That former mechanization however was based on several sub-optimal design choices (for instance rose trees as nested lists instead of nested vectors) or a lack of some abstractions, leading to quite a lot code duplication. It gave a Coq-checkable proof script for a nice statement of the tree theorem and presented undeniable improvements over the pen&paper proof [1]:

Still, we could not consider that former monolithic development as a clean enough reference work for a less painful learning path into the arguably complicated pen&paper intuitionistic account of Kruskal's theorem [1]:

In the current project, via good factorization, proof scripts cleanup and abstraction, we think that we provide a much better reference code for entering the intimacy of this beautiful proof, where some novel tools are hopefully abstracted at a suitable level.

The big picture of the proof

We describe the big picture of the proof at the cost of some vagueness here. At the end of the section, we point out keys aspects than must be refined before this sketch can be turn into a type-checkable Coq proof.

The proof sketch

Assuming k and relations R₀⇓X₀,...,Rₖ⇓Xₖ on sub-types of A, of which neither k nor the Rₙ⇓Xₙ are fixed, and for which we assume AF by afs Xₙ Rₙ (ie af Rₙ⇓Xₙ), we want to show afs (wft X) (vtree_upto_embed k R). Recall that the _ ⇓ _ notation denotes the restriction of a relation to a sub-type.

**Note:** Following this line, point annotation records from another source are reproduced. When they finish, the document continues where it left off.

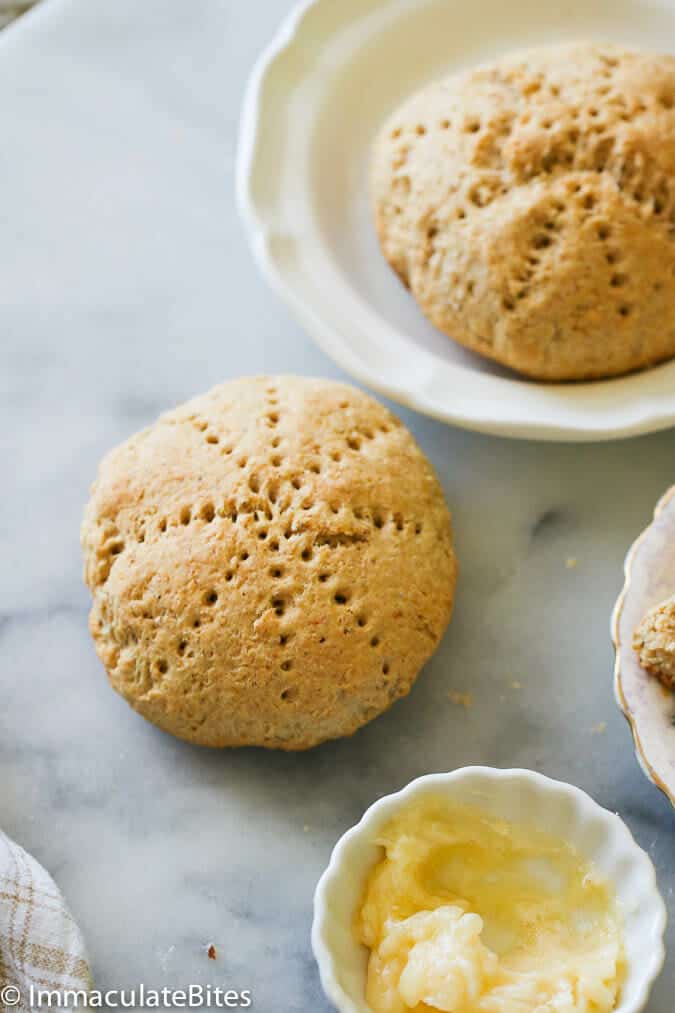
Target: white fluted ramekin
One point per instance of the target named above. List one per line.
(521, 796)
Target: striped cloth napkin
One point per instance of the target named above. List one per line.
(41, 946)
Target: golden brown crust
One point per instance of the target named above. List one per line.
(655, 642)
(530, 207)
(271, 564)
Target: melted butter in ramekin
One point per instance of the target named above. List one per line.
(470, 914)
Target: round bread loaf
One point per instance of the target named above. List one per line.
(655, 642)
(530, 207)
(271, 564)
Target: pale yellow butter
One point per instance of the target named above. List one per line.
(468, 914)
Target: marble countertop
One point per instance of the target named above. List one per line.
(127, 287)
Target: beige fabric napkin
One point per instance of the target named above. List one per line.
(40, 943)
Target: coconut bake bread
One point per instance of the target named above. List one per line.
(655, 642)
(271, 564)
(529, 206)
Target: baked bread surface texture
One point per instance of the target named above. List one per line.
(271, 564)
(655, 642)
(530, 208)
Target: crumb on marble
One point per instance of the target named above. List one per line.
(464, 700)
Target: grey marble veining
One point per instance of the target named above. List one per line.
(126, 287)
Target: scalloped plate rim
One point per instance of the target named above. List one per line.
(641, 752)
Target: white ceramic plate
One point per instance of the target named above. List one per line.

The first step is to proceed by "induction" on the sequence R₀⇓X₀,...,Rₖ⇓Xₖ, but this is not exactly well-founded induction. It would be more accurate to say that we proceed by induction on the sequence of proofs afs X₀ R₀,...,afs Xₖ Rₖ but we avoid the details at this stage. Also, we skip the description of the order used for this first induction. We just call it lexicographic order on afs predicates. This gives us our first (informally stated) induction hypothesis as:

[IH1]: for any R'₀⇓X'₀,...,R'ₚ⇓X'ₚ st (∀n, afs X'ₙ R'ₙ) 
          and which is lex.-smaller that R₀⇓X₀,...,Rₖ⇓Xₖ,
       we have afs (wft X') (vtree_upto_embed p R')

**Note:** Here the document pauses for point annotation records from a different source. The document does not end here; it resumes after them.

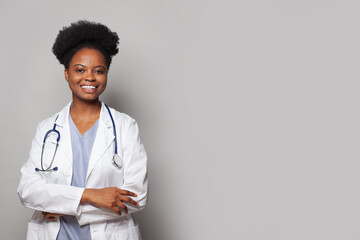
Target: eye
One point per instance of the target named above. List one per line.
(99, 71)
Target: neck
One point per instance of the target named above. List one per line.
(85, 109)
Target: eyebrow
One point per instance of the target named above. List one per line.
(85, 66)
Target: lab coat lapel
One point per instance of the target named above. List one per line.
(62, 125)
(104, 137)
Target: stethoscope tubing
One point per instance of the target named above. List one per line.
(49, 169)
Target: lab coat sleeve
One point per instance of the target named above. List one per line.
(135, 177)
(34, 192)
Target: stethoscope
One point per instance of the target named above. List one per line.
(117, 160)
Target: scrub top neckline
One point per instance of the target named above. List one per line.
(77, 130)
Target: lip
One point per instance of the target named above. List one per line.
(88, 88)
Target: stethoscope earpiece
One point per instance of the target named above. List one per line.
(116, 158)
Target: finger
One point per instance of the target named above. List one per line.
(129, 200)
(127, 192)
(115, 209)
(123, 206)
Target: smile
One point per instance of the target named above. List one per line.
(88, 87)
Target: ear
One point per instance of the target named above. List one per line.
(66, 73)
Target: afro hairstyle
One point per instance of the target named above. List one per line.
(82, 34)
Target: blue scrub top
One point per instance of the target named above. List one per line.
(81, 148)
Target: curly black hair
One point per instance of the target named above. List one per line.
(82, 34)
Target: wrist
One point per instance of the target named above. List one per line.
(85, 198)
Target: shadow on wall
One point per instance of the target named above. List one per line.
(150, 220)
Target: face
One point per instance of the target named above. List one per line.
(87, 75)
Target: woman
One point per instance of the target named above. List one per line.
(91, 172)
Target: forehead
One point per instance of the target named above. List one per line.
(88, 56)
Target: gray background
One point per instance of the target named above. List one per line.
(249, 111)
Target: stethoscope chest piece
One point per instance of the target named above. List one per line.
(117, 161)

Then, having this first induction hypothesis at our disposal, we want to show

afs (wft X) (vtree_upto_embed k R)

Applying the second constructor of afs, the proof goal becomes

∀t₀, wft X t₀ → afs (wft X) (vtree_upto_embed k R)↑t₀

We then proceed, in a second (nested) induction, structurally on t₀. Assuming t₀ = ⟨α|γ⟩ is of arity n, we have new induction hypotheses, namely:

[IH2]: ∀i∈{1,...,n}, afs (wft X) (vtree_upto_embed k R)↑γ⦃i⦄

Now there is a case distinction between n = 0, 0 < n < k and k ≤ n. When n = 0, ie t₀ = ⟨α|∅⟩ is a leaf, there is a separate treatment which is easier and we do not discuss it here. In the two other cases, we proceed with a common overall sketch but the details differ:

In both cases we build a new sequence of AF relations R'₀⇓X'₀,...,R'ₚ⇓X'ₚ where possibly p might differ from k; it can even be larger. However, this new sequence is built smaller than R₀⇓X₀,...,Rₖ⇓Xₖ in the lexicographic order mentioned above. These R'ₙ⇓X'ₙ are proved AF using the second induction hypotheses [IH2] and consequences of (Coquand's formulation of) Ramsey's theorem, ie. closure of AF under binary intersections, and also, when k ≤ n, Higman's lemma for vec_embed.

Hence, the first induction hypothesis [IH1] gives us afs X' (vtree_upto_embed p R') and we transfer the AF property via

afs (wft X') (vtree_upto_embed p R') → afs (wft X) (vtree_upto_embed k R)↑⟨α|γ⟩

using a well chosen quasi morphism based on an analysis/evaluation relation between trees in wft X' and trees in wft X. Which concludes the proof sketch.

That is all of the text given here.